Each page of the b+ tree uses an array to store key/value pairs. The key of array[0] in internal_page is useless, while the key of array[0] in leaf_page is useful.

Insert realizes
that each node in the b+ tree occupies a page. Since the value stored in the leaf node is of the RID type, and the value stored in the internal node is of the pafe_id type, the two classes need to be implemented separately. Then use a tree type to manage these nodes (application and use page), and implement the insertion operation. Directly inserting key-value pairs into leaf nodes is different from the subsequent operations caused by inserting key-values ​​into internal nodes due to overflow. For this, two member functions InsertIntoLeaf and InsertToParentWithIndex are implemented in the tree type. For each insert operation, InsertIntoLeaf is called first, and if an overflow occurs internally, InsertToParentWithIndex is called. If an internal node also overflows, InsertToParentWithIndex is called recursively.
Pit: For internal nodes, the child nodes that are transferred to the new node after splitting need to modify their parent node to be the new node. For leaf nodes, after splitting, the next_page_id attributes of the old node and the new node need to be updated respectively. The number of key-value pairs of internal nodes must be greater than or equal to 2, and the number of key-value pairs of leaf nodes must be greater than or equal to 1, so as to ensure the correctness of key value retrieval.

delete implementation
When the number of key-value pairs in a node is greater than or equal to 1/2 of the maximum capacity, it is said to meet the fill factor. During the deletion process, only one node in a layer may not meet the filling factor, so the node that does not meet the filling factor must borrow a node from its neighbor node to satisfy it, or merge with the neighbor node. The node without neighbor nodes must be the root node. Pit: When merging nodes, use the MoveAllTo function to move all the remaining key-value pairs of the current node to the left neighbor or the right neighbor. Unlike the MoveHalfTo used in splitting, here is not moving the key value to a new node, but inserting the left and right neighbors that already have the key value. So for the left and right neighbors, you need to consider the difference between inserting from the end and inserting from the beginning.
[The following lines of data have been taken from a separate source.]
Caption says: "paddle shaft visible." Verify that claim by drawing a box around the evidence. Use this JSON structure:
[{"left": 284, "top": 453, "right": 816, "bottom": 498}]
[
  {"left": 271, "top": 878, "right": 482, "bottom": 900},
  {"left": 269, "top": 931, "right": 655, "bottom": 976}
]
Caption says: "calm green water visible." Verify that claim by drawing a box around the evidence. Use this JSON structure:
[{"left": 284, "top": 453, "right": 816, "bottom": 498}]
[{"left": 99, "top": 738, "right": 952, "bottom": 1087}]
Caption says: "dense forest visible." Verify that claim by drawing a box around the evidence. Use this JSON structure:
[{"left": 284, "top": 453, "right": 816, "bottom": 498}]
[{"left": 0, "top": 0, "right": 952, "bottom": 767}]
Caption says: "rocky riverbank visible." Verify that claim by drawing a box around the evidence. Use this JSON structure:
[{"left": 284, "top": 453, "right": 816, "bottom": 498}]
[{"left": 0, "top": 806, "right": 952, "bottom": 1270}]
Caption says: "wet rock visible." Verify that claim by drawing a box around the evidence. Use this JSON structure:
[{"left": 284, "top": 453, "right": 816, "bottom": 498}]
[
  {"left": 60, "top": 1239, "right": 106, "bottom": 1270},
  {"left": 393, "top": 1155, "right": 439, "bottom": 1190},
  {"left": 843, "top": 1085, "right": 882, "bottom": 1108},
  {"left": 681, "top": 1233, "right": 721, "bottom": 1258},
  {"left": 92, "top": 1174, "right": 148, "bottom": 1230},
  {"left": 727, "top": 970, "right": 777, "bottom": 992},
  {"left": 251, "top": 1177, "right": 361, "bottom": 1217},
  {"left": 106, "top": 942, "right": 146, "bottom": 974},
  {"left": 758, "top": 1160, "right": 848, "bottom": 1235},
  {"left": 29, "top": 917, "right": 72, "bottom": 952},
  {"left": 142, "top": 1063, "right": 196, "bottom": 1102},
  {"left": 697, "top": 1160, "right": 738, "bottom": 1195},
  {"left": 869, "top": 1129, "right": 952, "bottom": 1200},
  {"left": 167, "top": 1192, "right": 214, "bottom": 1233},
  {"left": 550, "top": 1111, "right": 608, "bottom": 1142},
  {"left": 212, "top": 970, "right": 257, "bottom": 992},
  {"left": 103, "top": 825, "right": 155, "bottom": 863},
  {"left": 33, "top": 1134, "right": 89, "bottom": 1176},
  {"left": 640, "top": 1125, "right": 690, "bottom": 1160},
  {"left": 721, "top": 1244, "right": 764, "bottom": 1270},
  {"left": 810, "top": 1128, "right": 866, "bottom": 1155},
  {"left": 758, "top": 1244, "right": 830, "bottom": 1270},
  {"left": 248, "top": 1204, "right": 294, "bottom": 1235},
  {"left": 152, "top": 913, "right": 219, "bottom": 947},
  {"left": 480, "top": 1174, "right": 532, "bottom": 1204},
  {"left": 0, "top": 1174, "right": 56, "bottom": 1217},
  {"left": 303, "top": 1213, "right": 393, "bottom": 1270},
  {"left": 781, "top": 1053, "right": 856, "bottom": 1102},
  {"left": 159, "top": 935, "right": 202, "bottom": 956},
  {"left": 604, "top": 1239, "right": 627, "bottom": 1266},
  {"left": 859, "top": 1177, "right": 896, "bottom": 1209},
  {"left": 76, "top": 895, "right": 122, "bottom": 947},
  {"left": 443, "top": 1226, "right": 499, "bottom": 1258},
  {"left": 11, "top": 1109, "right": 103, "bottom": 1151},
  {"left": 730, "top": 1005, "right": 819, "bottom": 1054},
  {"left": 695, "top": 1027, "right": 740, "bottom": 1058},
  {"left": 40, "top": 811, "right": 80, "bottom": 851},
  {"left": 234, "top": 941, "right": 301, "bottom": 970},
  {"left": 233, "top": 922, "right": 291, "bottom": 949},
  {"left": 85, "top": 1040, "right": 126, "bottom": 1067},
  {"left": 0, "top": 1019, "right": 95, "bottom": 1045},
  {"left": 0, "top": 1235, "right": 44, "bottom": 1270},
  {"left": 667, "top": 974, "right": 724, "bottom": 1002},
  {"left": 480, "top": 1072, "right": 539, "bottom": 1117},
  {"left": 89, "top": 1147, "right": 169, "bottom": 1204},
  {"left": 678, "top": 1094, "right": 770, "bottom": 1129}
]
After deleting the root node, in addition to updating the root node of the tree, you also need to update the parent node of its child nodes to INVALID_PAGE_ID. An unpin (page_id) function is used to notify buffer_pool to add the page_id page to the LRU queue. In addition to manually calling unpin, you can also use shared_ptr to automatically call unpin in the page exit scope. The method is to pass in a deleter object at the same time when initializing shared_ptr:

class Deleter {
    explicit Deleter(BufferPoolManager * buffer_pool_manager){
    void operator ()(BPlusTreePage* page) {

    BufferPoolManager *buffer_pool_manager_;

After applying for a new page from the buffer_pool, be sure to clear the data inside.